A quick weeknight skillet dinner – one-pan cheesy rice and black beans is ready in 30 minutes, made on the stovetop with the simplest ingredients. Vegan-adaptable, GF.

Don’t you just love an easy skillet dinner? This cheesy rice-and-beans skillet dinner is ready in 30 minutes! Made with simple pantry ingredients, all in one pot, it’s flavorful, comforting, and incredibly easy to make. I like to make a batch for Brian and me to enjoy over several meals during the week. Leftovers can be reheated and repurposed into bowls, burritos, or folded into tacos.
While the rice cooks, prep the toppings – we love avocado, tomatoes, cilantro, sour cream, and hot sauce, or a mound of dressed arugula (my personal favorite).
Why you’ll love this family favorite recipe!
Fast and easy. This 30-minute meal is prepared in one pan, making cleanup easy. It’s perfect for busy weeknights!
Adaptable. The recipe can be easily adapted. For example, I’ll add leftover salsa to flavor the rice; or instead of bell peppers, I’ll use a poblano pepper, an anaheim chili, or canned green chilies. Sub pinto beans or red beans for the black beans, or stir in cooked ground meat instead of beans. Vegan? Skip the cheese or use vegan cheese.
Simple ingredients. It’s made with onion, bell pepper, rice, spices, beans, and cheese. I always keep these ingredients on hand for a quick meal.
Black beans and Rice Ingredients

- Rice: Simple white rice works best for maintaining texture and absorbing the flavor of the spices. You can use brown rice if preferred, but the cooking time will be longer.
- Beans: My go-to is black beans, but you could easily substitute pinto beans, kidney beans, or red beans. Use canned beans to keep it easy, or meal prep and cook black beans from dried.
- Cheese: Use cheddar, mozzarella, or jack cheese, or sub vegan cheese! You can also leave the cheese out if you prefer.
- Onion and bell pepper: Sautéed veggies give the rice a savory flavor base. Feel free to sub poblano chili (adds more heat!) or diced canned chilies if desired.
- Spices: Chili powder (or ancho chili powder), ground cumin, dried oregano, and granulated garlic (or sauté garlic cloves with the onion).
- Vegetable broth: For cooking the rice, or simply use water.
How to Make One-Pan Cheesy Rice and Beans
1. Sauté the veggies. In a large skillet or saucepan, warm olive oil over medium heat and add the onion. Sauté 3-4 minutes. Add bell pepper and sauté for a few more minutes. Add rice, spices, and half of the salt, and stir to combine.
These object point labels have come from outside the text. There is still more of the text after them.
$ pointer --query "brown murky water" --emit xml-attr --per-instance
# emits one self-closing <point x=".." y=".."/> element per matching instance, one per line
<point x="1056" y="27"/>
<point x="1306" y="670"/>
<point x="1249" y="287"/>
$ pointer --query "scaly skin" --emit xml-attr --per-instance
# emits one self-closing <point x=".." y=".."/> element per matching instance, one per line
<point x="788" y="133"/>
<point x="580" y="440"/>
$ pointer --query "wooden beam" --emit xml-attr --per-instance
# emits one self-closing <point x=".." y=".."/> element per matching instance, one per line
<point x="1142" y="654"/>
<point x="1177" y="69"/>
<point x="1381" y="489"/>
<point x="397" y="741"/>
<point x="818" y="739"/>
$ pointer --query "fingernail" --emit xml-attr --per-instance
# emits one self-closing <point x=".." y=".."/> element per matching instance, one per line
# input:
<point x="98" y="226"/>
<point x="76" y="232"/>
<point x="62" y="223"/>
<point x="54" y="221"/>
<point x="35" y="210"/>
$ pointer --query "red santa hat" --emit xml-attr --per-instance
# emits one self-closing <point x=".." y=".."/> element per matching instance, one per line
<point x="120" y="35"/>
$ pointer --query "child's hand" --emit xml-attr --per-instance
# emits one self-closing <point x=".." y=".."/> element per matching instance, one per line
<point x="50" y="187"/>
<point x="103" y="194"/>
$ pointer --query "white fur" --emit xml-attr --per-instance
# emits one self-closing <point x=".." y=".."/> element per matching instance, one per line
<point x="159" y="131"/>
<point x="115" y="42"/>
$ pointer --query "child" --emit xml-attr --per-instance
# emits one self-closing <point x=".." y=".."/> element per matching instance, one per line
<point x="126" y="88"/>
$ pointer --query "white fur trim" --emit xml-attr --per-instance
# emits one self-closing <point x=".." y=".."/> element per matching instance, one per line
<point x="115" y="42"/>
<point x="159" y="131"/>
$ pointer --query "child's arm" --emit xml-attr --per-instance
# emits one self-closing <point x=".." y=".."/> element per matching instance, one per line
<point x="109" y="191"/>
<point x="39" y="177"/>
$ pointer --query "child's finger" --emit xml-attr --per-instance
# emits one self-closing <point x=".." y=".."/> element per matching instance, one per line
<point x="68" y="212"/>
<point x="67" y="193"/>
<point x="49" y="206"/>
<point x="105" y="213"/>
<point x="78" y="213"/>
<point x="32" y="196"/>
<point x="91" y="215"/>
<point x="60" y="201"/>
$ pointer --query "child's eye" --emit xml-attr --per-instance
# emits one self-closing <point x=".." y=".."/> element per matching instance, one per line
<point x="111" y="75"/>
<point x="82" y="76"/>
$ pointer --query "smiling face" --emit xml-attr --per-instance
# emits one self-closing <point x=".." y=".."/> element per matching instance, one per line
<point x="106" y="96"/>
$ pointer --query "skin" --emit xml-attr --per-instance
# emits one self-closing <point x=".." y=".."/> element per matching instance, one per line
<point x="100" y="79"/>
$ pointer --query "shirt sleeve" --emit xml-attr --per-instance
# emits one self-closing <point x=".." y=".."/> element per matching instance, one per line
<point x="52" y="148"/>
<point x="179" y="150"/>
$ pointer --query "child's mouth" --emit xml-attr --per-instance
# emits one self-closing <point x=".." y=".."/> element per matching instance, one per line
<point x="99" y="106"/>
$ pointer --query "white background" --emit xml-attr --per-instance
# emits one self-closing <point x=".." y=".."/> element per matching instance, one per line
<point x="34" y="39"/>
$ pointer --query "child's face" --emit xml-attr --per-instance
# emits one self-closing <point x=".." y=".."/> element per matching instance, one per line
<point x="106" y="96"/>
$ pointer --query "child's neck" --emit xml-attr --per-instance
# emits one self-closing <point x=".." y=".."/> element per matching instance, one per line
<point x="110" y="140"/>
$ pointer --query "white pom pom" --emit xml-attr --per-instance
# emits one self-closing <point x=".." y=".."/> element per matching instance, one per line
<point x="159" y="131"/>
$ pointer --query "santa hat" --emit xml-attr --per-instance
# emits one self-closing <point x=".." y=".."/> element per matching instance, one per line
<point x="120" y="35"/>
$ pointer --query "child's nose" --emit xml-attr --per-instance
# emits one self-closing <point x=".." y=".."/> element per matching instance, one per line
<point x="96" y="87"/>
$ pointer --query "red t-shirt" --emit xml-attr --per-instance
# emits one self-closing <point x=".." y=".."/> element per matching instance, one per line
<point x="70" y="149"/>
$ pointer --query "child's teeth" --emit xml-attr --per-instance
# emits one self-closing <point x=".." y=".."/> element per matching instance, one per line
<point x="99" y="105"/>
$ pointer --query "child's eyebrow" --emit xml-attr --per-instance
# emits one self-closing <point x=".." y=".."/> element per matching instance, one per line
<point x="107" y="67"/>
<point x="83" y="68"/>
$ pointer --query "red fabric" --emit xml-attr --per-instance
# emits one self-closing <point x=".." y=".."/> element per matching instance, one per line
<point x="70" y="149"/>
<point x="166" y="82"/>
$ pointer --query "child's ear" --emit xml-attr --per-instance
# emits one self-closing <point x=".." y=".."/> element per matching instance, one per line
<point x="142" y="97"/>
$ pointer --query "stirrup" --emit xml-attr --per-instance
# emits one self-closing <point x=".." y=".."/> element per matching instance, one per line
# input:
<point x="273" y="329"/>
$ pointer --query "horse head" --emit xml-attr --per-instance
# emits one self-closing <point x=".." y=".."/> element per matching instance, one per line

2. Add broth and simmer. Add the broth or water, stir, and bring to a gentle boil. Cover the pan and simmer for 15-20 minutes, or until the rice is tender.
3. Add beans and cheese. Add the black beans, remaining salt, and cheese. Continue warming until the cheese is melty.


4. Taste and season. Taste and adjust for salt and heat. To make it spicier, add cayenne or chipotle.
5. Serve! Keep warm in the oven until ready to serve. Garnish with any desired toppings.

Toppings Ideas!

- Avocado or guacamole
- Fresh cilantro
- Sliced green onions
- Thinly sliced jalapeño
- Halved cherry tomatoes
- Radishes
- Hot sauce
- Sour cream
Variations
- Season to taste preferences. If you like more heat, add a little chipotle or cayenne, or if you like it smoky, add a teaspoon of smoked paprika.
- Clean out your fridge. This adaptable recipe is perfect for using up extra veggies or other items you have stocked in your fridge. Sometimes I’ll add salsa to the rice for a little extra flavor, or I’ll use a poblano or Anaheim chili instead of the bell pepper.
- Add meat! Instead of beans, stir in cooked ground meat, like our Homemade Mexican Chorizo.
- Make it vegan! Skip the cheese and drizzle with a little more olive oil, or use vegan cheese.
Serving Suggestions
- Tacos or burritos: Stuff the cheesy rice and beans into tortillas and serve with salsa or salsa macha.
- Bowls: Add chorizo or plant-based chorizo and pico de gallo or pineapple salsa for a heartier main dish.
- Breakfast: Reheat leftovers for breakfast with scrambled eggs, baked eggs, or tofu scramble.
Storage
Store leftovers in an airtight container in the refrigerator for up to 4 days. You can also freeze cheesy rice and beans for up to 3 months. Thaw overnight in the fridge before reheating. Reheat gently on the stovetop until warmed through.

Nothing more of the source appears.